Cusco offers a wide selection of hotels, ranging from budget hostels, to mid range to five star luxury hotels. We are happy to make recommendations to help you select the right type of accommodation for your stay, from a selection of mid range hotels similar to Pisac Inn, or other categories.
Food and Drink
Peruvian Cuisine is renown worldwide, and in Cusco there are many local, tourist, and fine dining restaurants to explore. We suggest you try the typical dishes of Peru, as well as the booming gourmet Novo Andean cuisine. Don’t miss the delicious grilled-guinea pig, which is a local delicacy, or ceviche which is raw fish cooked in lemon. For a local flavor of Peruvian fast food try pollo a la brasa, chicken grilled in a firewood oven, served with French fries. There are plenty of pizza and pasta restaurants as well.
Popular drinks here are coca tea made from the coca leaf, Inca Kola (soft drink made with lemon grass – only found in Peru!), Pisco Sour (a mix of Pisco, egg whites, lemon, sugar, cinnamon and ice) and chicha (alcoholic drink made from corn).
Apart from the colorful local markets and stores filled with beautiful handmade crafts and goods; in Cusco you will find unique boutiques offering high quality alpaca, and exquisite vicuña in contemporary designs. Also, a great variety of hand-made textiles can be found in Cusco, though you can buy textiles directly from the weavers in the market towns, such as Pisac. Other popular gifts are beautiful ceramic works and gold and silver jewelry. Most of the best shops are located around the main square (Plaza de Armas) in Cusco.
Cusco has 304.152 inhabitants, and in the entire department there are 1.158.142 inhabitants. Cusco is the seventh largest city in Peru.
The total area of Cusco has 71.891,97 sq. Km and it is divided politically in 13 provinces (Acomayo, Anta, Calca, Canas, Canchis, Chumbivilcas, Cusco, Espinar, Paucartambo, La Convención, Paruro, Quispicanchi y Urubamba). The city has 8 districts (Ccorca, Cusco, Poroy, San Jerónimo, San Sebastián, Saylla, Wanchaq y Santiago).
The native language in the Andes is Quechua, known as Runasimi. The official languages in Peru are Quechua and Spanish. In the rural zones of Cusco, Quechua is the predominant language.
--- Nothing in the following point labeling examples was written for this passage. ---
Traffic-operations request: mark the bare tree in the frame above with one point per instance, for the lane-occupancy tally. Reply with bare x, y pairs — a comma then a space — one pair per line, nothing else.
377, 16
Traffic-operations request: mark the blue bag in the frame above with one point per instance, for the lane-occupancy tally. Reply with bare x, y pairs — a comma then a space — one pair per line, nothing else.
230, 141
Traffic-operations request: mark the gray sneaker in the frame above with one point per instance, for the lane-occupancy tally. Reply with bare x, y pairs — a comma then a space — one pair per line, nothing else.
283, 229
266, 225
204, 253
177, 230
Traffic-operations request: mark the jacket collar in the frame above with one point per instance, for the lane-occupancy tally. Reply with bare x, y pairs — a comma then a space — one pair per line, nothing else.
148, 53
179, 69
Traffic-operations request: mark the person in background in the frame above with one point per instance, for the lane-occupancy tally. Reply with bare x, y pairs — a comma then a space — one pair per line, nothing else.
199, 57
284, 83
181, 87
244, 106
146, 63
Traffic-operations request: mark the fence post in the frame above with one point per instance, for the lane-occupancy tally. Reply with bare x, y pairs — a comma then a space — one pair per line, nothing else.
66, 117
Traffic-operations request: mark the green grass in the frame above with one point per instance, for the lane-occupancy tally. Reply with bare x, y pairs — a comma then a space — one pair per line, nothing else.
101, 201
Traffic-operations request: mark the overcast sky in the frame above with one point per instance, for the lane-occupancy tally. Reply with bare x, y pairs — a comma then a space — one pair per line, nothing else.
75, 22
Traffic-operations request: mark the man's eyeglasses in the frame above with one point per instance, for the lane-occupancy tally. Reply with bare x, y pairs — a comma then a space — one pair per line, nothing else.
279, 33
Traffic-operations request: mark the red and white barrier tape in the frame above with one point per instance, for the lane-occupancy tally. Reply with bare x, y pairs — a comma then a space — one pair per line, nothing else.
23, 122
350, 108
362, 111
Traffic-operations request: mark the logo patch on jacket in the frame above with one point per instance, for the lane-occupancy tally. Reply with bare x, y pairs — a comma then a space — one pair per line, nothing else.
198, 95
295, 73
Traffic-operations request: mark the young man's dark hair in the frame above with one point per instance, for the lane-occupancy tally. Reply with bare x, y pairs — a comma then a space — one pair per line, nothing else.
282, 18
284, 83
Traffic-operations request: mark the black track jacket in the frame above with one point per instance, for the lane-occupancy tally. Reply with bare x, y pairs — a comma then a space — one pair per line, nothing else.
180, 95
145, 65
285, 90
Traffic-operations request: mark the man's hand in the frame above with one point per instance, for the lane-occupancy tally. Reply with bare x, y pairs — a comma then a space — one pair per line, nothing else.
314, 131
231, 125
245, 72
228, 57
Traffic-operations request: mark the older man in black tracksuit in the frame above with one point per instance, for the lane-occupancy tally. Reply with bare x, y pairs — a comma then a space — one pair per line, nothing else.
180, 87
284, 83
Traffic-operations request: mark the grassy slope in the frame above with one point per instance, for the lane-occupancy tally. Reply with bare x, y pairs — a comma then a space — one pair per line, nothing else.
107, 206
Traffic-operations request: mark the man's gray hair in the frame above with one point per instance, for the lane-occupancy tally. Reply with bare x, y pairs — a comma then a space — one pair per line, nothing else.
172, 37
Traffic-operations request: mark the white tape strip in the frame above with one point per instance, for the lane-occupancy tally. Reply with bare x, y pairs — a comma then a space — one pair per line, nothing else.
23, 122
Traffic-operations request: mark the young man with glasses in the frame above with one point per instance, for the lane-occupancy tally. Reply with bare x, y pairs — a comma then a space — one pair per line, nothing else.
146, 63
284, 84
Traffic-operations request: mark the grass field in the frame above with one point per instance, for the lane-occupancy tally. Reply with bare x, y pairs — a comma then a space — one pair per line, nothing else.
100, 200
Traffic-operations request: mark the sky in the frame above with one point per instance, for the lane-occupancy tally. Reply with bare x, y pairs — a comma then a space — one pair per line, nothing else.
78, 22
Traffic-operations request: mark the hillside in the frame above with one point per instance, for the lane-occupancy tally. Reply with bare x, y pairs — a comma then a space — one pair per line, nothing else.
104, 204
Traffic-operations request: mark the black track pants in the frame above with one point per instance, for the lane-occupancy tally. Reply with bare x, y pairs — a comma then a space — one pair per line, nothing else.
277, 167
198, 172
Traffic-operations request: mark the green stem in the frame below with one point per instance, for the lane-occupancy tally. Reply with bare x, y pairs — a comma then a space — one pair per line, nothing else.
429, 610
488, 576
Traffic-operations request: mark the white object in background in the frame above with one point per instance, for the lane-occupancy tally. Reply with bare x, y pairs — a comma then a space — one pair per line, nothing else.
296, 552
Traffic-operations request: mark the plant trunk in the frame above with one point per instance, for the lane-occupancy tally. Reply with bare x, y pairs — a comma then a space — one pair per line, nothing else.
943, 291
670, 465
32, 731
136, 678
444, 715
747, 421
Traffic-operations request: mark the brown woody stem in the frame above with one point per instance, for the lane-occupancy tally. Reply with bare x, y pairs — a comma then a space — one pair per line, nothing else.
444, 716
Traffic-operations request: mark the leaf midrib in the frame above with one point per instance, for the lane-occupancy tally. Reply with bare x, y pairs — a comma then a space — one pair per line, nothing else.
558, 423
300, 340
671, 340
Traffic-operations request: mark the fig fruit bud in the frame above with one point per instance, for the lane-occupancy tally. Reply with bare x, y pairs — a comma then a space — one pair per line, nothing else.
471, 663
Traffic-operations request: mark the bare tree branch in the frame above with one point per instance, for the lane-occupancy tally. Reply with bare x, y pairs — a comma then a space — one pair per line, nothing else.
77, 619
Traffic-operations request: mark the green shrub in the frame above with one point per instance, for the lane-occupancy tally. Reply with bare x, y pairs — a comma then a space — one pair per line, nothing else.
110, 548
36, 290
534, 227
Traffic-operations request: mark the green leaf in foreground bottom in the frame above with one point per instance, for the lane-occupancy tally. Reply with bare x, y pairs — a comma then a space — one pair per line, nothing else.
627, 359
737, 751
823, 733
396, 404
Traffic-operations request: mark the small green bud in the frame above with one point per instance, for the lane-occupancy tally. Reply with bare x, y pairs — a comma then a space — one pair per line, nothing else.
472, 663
Part of Cusco’s population is bilingual with Quechua being the mother language and Spanish learned. A small percentage of the population speaks Aymara and there are also other Amazonic languages (such as Machiguenga) in the jungle region of the department. (Low Urubamba).
Official statistics report that 80% of the population is Roman Catholic, however indigenous people still practice their ancestral celebrations and rituals. The abundance of these celebrations in the Andes maintains a very strong pre-Columbian approach of life. Even if it is not recognized as an official religion, a unique and profound spirituality is still practiced. In this area of Cusco a number of traditional communities hold a connection of tenderness with all of the entities present in “Pacha”, translated as time and space, and revered as the cosmic essence of life. They maintain important values based on reciprocity and respect for all of humanity.
Cusco is approximately 3, 400 m (11, 200 ft.) above level sea, and is considered one of the highest cities in the world.
Peru’s seasons are the reverse of those in the northern hemisphere.
The climate of Cusco roughly falls into two rather distinctive periods, the dry season from April to October, and the rainy season from November to March.
In the dry season temperatures reach 19.5°C (67.1°F) by day, and on average fall to 0.8°C (33.4°F) overnight. During these months, the days are usually hot and sunny and the nights are cold, particularly in June and July. During the rainy season the average high temperature is 19.5°C (67°F) and average low temperature is 6.6°C (43.8°F).
Annual average temperatures hover around 11ºC (52ºF), dipping below 0ºC (32ºF) in July and hitting 20ºC (68ºF) in summer.